One of my colleagues from 25 years ago, with his Robert Plant hair, always told me, when he retires, he’s going to do a lot of psychedelics and have huge amps on his cottage porch.
I’ve done the psychedelic kind of mushrooms once, about 30 years ago in Wainfleet, Ontario, and it ended up with four of us running along the Lake Erie beach, terrified of a dog that wasn’t there.
I’m concerned about quality control.
My friends, not so much, so they broke a window in the cottage I owned.
Researchers from Johns Hopkins University have recommended that psilocybin, the active compound in hallucinogenic mushrooms, be reclassified for medical use, potentially paving the way for the psychedelic drug to one day treat depression and anxiety and help people stop smoking.
The suggestion to reclassify psilocybin from a Schedule I drug, with no known medical benefit, to a Schedule IV drug, which is akin to prescription sleeping pills, was part of a review to assess the safety and abuse of medically administered psilocybin.
Before the Food and Drug Administration can be petitioned to reclassify the drug, though, it has to clear extensive study and trials, which can take more than five years, the researchers wrote.
The analysis was published in the October print issue of Neuropharmacology, a medical journal focused on neuroscience.
The study comes as many Americans shift their attitudes toward the use of some illegal drugs. The widespread legalization of marijuana has helped demystify drug use, with many people now recognizing the medicinal benefits for those with anxiety, arthritis and other physical ailments.
Psychedelics, like LSD and psilocybin, are illegal and not approved for medical or recreational use. But in recent years scientists and consumers have begun rethinking their use to combat depression and anxiety.
“We are seeing a demographic shift, particularly among women,” said Matthew Johnson, an associate professor of psychiatry and behavioral sciences at Johns Hopkins and one of the study’s authors. Among the research he has conducted, he said, “we’ve had more females in our studies.”
Microdosing, or the use of psychedelics in small, managed doses, has become a popular way to try to increase productivity and creative thinking, particularly among the technorati in Silicon Valley. It’s even a plot point in the CBS show “The Good Fight.”
Dr. Johnson said that in 2005, he volunteered to work in the “bad trip” tent at Burning Man, the festival in the Nevada desert known for rampant drug use.

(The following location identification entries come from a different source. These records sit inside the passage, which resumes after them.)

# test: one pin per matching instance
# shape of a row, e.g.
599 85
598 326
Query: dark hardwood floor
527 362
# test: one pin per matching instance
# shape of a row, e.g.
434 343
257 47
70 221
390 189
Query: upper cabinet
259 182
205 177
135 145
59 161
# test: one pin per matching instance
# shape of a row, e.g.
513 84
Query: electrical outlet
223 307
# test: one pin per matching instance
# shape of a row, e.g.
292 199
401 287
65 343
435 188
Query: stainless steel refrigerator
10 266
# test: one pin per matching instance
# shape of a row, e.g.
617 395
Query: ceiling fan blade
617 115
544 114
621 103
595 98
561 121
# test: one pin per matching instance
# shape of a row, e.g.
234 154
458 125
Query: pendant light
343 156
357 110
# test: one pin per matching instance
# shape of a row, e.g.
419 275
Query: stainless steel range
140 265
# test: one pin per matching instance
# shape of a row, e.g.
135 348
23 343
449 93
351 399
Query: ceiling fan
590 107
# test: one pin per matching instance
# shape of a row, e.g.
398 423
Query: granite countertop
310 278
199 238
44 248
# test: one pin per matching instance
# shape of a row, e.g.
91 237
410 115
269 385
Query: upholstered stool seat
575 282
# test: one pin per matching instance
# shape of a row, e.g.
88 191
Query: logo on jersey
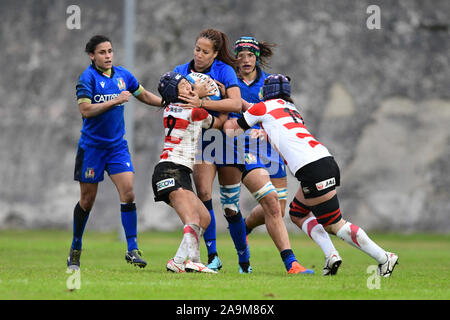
121 84
99 98
325 184
164 184
89 174
250 158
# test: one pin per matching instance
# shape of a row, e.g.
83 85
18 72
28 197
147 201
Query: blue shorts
243 152
91 162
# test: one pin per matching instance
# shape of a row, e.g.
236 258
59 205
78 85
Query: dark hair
266 52
220 44
94 42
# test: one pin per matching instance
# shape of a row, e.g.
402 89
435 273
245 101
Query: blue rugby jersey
107 129
251 92
219 71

For decades, though, researchers have shunned the study of psychedelics. “In the 1960s, they were on the cutting edge of neuroscience research and understanding how the brain worked,” Dr. Johnson said. “But then it got out of the lab.”
Research stopped, in part, because the use of mind-altering drugs like LSD and mushrooms became a hallmark of hippie counterculture.
The researchers who conducted the new study included Roland R. Griffiths, a professor in the departments of psychiatry and neurosciences at the Johns Hopkins University School of Medicine, who is one of the most prominent researchers on the behavioral and subjective effects of mood-altering drugs. The researchers reviewed data going back to the 1940s.
Dr. Johnson said that the F.D.A. had approved a number of trials of psilocybin. If its use is approved for patients, he said, “I see this as a new era in medicine.”
He added, “The data suggests that psychedelics are powerful behavioral agents.” In legal studies, he said, participants are given a capsule with synthetic psilocybin. (They are not given mushrooms to eat, which is how the drug is most often ingested.)
He warned, though, that psilocybin is not a panacea for everyone. In their analysis, the researchers called for strict controls on its use. There are areas of risk, too, for patients with psychotic disorders and anyone who takes high doses of the drug.